Setelah kondisi Arne sudah lebih baik, Arne pun bercerita pada Kenzi tentang apa yg terjadi. Dan Kenzi sudah tahu semua kejahatan Rafli selama ini. Hingga Arne mengerti kenapa Kenzi sampai berani berkata demikian di ruang VIP td.
"Arne, aku sudah tahu semuanya tentang kebusukannya.. aku hanya menyimpannya saja." ucap Kenzi.
"Kenapa kau hanya menyimpannya selama ini..?" tanya Arne.
"Karena belum saatnya saja aku harus berbicara.. sebenarnya aku baru bertindak baru-baru ini.. " ucap Kenzi.
"Jangan bilang postingan itu.." ucap Arne.
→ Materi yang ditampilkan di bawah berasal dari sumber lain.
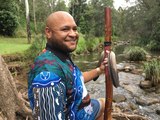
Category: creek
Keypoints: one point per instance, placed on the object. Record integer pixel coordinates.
(134, 99)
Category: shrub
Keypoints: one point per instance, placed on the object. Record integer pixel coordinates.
(152, 71)
(135, 53)
(8, 23)
(37, 46)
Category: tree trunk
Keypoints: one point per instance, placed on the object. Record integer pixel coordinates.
(10, 100)
(28, 22)
(34, 16)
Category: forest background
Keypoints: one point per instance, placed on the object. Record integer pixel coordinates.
(138, 24)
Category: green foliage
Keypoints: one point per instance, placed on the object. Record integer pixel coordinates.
(135, 53)
(154, 45)
(92, 44)
(8, 23)
(13, 45)
(37, 46)
(152, 71)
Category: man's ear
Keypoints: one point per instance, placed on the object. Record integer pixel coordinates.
(48, 32)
"Bukan itu ulah orang lain, aku hanya sedikit menakuti pria bre***k itu." ucap Kenzi lalu membisikkan pada Arne apa yg ia lakukan.
"Kau diam-diam melakukan semua itu, kau tidak takut?" tanya Arne.
"Tidak, karena yg kulakukan adalah benar.. kau juga tadi berani sekali menyerangnya, apalagi kau sampai punya alat itu." ucap Kenzi.
"Kakekku yg memberikannya jika hal seperti ini terjadi." ucap Arne.
"Yah, itu memang alat yg berguna.. walau Rafli begitu cepat ditangkap padahal aku ingin sedikit menyiksanya." ucap Kenzi.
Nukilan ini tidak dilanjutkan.